In the same report, the committee briskly dismissed Robertson’s claim that some of the evidence against him had likely been trumped up by Yakovlev. Robertson was not even sent a copy of the report.

None of this was corrected, or even addressed, in the second Volcker report, released March 29. Robertson’s claims of innocence simply slipped from view. He had retired from the United Nations in 1998. There was nothing for Robertson to appeal, except the loss of his good name.

But a closer look at Robertson’s case reveals a great deal about the Volcker committee’s peremptory methods in fingering some lower-level U.N. staffers, while providing far gentler handling to top officials -- including Annan and Iqbal Riza, Annan’s then chief of staff.

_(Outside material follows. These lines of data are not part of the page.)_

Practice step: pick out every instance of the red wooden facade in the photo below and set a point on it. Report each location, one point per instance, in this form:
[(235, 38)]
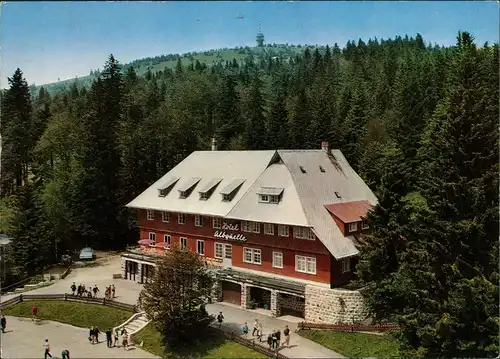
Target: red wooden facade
[(328, 270)]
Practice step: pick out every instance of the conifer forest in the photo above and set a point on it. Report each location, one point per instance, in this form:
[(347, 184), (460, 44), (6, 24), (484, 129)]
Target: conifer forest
[(419, 123)]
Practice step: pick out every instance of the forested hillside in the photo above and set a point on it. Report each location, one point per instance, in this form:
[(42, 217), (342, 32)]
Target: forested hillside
[(418, 123), (204, 58)]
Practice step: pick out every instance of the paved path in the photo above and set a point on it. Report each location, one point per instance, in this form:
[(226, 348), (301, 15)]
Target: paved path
[(300, 347), (25, 339), (128, 292)]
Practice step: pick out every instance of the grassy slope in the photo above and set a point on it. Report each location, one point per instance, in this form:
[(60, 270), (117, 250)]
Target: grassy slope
[(355, 345), (212, 346), (207, 57), (77, 314)]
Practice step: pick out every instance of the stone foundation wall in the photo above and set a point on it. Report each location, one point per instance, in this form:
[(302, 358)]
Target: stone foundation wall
[(334, 306), (290, 302)]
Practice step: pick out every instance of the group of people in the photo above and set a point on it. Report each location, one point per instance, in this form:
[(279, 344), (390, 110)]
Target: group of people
[(81, 290), (47, 354), (112, 339), (273, 339)]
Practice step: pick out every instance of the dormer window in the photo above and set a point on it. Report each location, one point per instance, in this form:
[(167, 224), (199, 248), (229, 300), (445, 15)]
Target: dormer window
[(364, 224), (165, 188), (303, 233), (231, 190), (187, 187), (270, 194), (209, 188)]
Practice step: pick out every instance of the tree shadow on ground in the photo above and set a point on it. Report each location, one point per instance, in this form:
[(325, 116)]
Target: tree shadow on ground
[(201, 348)]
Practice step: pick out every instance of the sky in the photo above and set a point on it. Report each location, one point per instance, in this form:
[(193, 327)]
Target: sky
[(61, 40)]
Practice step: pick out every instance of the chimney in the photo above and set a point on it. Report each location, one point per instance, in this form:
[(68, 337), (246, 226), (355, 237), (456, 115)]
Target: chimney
[(325, 147)]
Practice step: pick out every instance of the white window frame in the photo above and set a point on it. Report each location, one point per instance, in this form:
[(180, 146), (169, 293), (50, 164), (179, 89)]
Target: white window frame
[(278, 263), (305, 261), (165, 217), (246, 226), (198, 247), (303, 233), (152, 238), (252, 252), (230, 251), (221, 246), (346, 265), (269, 229), (274, 199), (283, 230)]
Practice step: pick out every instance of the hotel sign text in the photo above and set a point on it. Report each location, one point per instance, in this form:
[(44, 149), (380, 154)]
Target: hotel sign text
[(230, 236), (230, 227)]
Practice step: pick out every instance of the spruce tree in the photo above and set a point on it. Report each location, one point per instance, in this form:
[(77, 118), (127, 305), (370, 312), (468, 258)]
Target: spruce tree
[(18, 134)]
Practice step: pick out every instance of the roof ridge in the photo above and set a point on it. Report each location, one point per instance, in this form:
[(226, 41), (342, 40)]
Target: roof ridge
[(252, 184), (296, 190)]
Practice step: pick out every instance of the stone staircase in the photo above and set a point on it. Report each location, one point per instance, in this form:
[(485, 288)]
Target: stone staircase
[(135, 323)]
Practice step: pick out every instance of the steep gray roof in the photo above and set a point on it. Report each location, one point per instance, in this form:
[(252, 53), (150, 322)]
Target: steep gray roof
[(288, 211), (316, 188), (309, 179), (207, 165)]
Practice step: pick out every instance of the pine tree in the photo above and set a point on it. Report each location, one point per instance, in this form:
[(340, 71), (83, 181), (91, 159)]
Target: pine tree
[(255, 130), (18, 134)]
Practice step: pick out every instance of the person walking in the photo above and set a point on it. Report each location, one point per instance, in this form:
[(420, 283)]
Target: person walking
[(109, 340), (255, 327), (96, 334), (270, 341), (260, 332), (3, 323), (47, 349), (244, 329), (286, 332), (116, 339), (278, 339), (220, 319), (125, 339), (34, 312)]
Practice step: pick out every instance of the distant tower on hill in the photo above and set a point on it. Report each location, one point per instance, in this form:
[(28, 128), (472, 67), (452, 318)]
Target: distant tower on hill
[(260, 38)]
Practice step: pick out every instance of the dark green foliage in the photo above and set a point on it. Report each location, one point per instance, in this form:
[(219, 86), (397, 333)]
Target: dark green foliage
[(18, 133), (176, 298), (441, 281), (418, 123)]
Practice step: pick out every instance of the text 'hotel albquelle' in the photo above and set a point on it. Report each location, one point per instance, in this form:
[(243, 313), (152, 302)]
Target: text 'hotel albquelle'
[(270, 222)]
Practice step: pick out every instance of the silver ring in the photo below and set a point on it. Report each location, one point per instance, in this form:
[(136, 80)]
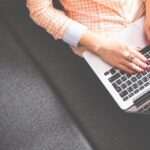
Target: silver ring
[(131, 58)]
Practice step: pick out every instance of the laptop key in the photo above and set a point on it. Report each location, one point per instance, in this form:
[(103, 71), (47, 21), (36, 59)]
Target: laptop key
[(141, 88), (136, 91), (146, 84), (112, 71), (131, 94), (106, 73), (118, 82), (130, 89), (135, 86), (128, 75), (148, 75), (133, 79), (123, 93), (123, 86), (126, 98), (145, 79), (147, 56), (123, 78), (140, 82), (117, 88), (139, 76), (114, 77)]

Riza abruptly left the post in January, after investigators discovered that he had shredded three years’ worth of Oil-for-Food documents, which he claimed were only duplicate records. But he was retained by Annan as a special advisor and has since been appointed to a new, high-level U.N. position dealing with “world peace."

By contrast, both Robertson and Stephanides describe a kangaroo-court process, in which they say they were allowed no reasonable chance to defend themselves.

Told abruptly just a few days before the release of the damning report that they were about to be charged with “adverse findings,” they were allowed to view evidence only under close supervision in the Volcker committee’s offices, and given less than a week to prepare written rebuttals before the report was released. Both the accused officials say the Volcker committee then published its report only a day after they had submitted their defenses. “It was obvious to me that they had made up their minds,” Robertson told FOX News.

In Robertson’s case, the committee relied heavily on documents written by Yakovlev and found by investigators in U.N. procurement office files. These documents, referred to in U.N. jargon as “notes to file,” were memoranda of the sort that U.N. staffers can place in official records to note their objections to actions taken over their protest. U.N. procedures require that such memoranda be copied to any U.N. officials involved in the decision at the same time that they are placed in the permanent files.

In Robertson’s case, the Volcker committee cited two such memoranda from Yakovlev, dated July 22 and July 25, 1996, which claimed, in effect, that Robertson — then head of Yakovlev’s department — was bending the rules and overlooking a lower-priced bid from another firm in order to give the Iraq oil inspection contract to Saybolt. The first of the memos, Yakovlev also testified to the committee, summarized a meeting between Yakovlev and Robertson where Yakovlev made the same objections face-to-face.

Robertson says the face-to-face meeting Yakovlev summarized in the “note to file” never took place. Nor, says Robertson, had he ever seen the damning “notes to file” themselves until the Volcker committee confronted him with them this past February – as Robertson says he also told Volcker investigator, Susan Ringler. Robertson protested at the time that Yakovlev’s notes appeared “self-serving,” and pointed out that if they were generated back in 1996, when the contracts were awarded, then both he and at least one other U.N. official in the chain of command should have received copies. FOX News has since learned that this other U.N. official also does not recollect having received copies of Yakovlev’s “notes to file.”

The Volcker committee, in its report, judged that “Mr. Robertson’s efforts to attack the credibility of Mr. Yakovlev are as unsupported as they are unconvincing.” The committee had no further comment about Robertson and Yakovlev when reached by FOX News.

In a series of in-depth interviews about his treatment during the Volcker investigation, Robertson said, “I feel I was probably a soft target,” because he had been retired from the U.N. for years by the time Volcker started his investigation.

“I have been treated unfairly," Robertson declared, “and if this is how they approach people like me, what kind of reporting or investigation is really involved on their part?”

George Russell is Executive Editor of FOX News. Claudia Rosett is a journalist-in-residence with the Foundation for the Defense of Democracies.